I made a splice junction library to map the bowtie unmapped reads (to genome) like this:
chr167000051+67091529 ccaccatgatggaaggattgaaaaaacgta 30 chr167091593+67098752 ggacactgattctacaggttcaccagatag 30 chr167098777+67101626 gatagagatggaattcagcccagcccacac 30 chr167101698+67105459 ggaaaaaaagtttcgaagaaaagcaatggg 30 chr167105516+67108492 gattgggaaagatataactcacctgagctg 30 chr167108547+67109226 ccgaggaacccggctctaccaaaggaaagc 30 #It's a CSV file
Now we want to make a negative control to know if the reads aligns to the library more than expected to do by chance alone. To do that, we want to scramble the sequences at second column of the CSV generated.

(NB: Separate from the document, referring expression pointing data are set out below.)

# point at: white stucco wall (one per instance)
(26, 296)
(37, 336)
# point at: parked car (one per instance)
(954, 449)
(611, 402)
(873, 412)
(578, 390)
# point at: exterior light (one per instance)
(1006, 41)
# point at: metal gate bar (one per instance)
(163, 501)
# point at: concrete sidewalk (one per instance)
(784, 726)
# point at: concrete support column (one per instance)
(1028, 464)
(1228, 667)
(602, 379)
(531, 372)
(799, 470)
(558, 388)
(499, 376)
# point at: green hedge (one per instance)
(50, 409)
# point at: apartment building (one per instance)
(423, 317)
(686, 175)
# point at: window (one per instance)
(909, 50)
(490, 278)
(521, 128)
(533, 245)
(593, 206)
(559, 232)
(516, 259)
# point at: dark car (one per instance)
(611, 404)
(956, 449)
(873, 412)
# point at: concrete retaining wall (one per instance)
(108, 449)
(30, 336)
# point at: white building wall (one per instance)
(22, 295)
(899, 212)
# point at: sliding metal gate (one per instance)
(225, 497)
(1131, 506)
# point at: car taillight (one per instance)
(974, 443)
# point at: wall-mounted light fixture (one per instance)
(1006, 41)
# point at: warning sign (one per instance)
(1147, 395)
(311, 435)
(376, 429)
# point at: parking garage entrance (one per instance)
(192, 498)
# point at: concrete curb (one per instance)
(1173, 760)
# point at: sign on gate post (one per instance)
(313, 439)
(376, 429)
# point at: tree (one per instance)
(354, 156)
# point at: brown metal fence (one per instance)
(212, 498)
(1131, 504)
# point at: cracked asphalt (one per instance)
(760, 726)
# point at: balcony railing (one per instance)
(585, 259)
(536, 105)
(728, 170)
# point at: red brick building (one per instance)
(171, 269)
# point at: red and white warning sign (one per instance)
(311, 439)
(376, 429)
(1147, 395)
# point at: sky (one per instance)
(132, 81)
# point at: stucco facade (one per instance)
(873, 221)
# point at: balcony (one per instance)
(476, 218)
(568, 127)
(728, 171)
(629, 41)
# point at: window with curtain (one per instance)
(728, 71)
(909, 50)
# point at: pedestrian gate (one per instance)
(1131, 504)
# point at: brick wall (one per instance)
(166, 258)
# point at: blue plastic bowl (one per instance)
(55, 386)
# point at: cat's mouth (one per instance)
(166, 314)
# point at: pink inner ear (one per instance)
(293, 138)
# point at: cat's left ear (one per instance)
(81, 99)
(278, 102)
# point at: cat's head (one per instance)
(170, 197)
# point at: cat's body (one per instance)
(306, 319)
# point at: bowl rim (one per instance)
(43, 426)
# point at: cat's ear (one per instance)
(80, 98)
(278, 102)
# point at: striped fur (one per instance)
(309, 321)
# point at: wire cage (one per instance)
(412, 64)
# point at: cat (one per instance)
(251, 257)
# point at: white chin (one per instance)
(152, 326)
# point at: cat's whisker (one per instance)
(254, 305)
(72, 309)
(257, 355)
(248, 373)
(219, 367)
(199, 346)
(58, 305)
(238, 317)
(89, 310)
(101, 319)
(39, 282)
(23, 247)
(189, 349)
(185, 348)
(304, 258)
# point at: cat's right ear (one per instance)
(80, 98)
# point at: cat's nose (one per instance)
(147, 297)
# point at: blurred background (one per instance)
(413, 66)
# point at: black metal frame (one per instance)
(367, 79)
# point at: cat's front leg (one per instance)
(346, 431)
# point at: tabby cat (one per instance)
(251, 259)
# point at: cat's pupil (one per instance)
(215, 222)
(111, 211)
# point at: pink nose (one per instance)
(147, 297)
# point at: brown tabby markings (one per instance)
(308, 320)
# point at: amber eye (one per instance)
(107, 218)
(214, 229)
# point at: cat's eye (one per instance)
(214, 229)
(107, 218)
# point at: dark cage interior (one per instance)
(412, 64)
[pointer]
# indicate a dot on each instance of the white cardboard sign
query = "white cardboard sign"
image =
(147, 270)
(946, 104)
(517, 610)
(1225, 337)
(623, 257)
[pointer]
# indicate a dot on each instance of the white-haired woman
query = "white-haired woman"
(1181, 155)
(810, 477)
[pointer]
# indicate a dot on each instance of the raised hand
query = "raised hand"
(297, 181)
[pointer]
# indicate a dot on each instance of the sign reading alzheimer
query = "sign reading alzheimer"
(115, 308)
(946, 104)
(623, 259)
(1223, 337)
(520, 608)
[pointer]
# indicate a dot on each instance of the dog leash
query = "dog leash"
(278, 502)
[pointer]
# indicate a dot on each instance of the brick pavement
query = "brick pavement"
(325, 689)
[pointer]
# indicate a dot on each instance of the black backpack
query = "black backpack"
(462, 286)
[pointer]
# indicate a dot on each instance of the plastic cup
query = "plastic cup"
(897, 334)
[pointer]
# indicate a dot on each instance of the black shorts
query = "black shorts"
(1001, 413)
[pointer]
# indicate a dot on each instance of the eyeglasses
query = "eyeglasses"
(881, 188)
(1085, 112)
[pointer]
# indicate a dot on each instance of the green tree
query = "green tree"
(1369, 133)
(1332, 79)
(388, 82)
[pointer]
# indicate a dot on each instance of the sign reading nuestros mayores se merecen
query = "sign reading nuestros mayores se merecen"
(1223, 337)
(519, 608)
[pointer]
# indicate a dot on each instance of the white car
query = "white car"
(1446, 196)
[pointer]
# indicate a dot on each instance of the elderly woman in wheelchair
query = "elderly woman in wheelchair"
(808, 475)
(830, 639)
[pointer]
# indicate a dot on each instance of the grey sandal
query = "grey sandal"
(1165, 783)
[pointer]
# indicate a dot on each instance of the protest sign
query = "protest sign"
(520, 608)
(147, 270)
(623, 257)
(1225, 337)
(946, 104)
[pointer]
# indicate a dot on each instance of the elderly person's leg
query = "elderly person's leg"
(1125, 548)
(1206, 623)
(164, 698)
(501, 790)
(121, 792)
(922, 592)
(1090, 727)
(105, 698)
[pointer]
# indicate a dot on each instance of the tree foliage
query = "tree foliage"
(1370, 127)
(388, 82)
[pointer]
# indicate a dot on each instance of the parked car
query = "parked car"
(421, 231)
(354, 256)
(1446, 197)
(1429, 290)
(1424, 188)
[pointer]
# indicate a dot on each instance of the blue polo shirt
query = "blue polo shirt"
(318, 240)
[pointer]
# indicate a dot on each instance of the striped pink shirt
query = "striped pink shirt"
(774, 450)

I'm learning python and programming in general, and I made the script to generate the splice junction library by myself. So, you can help me telling me a python tip to scramble a string or letting me know about some tool to scramble a column of a CSV (or sequences of a multifasta file).
Bash tips using AWK, sed or wherever are also welcome.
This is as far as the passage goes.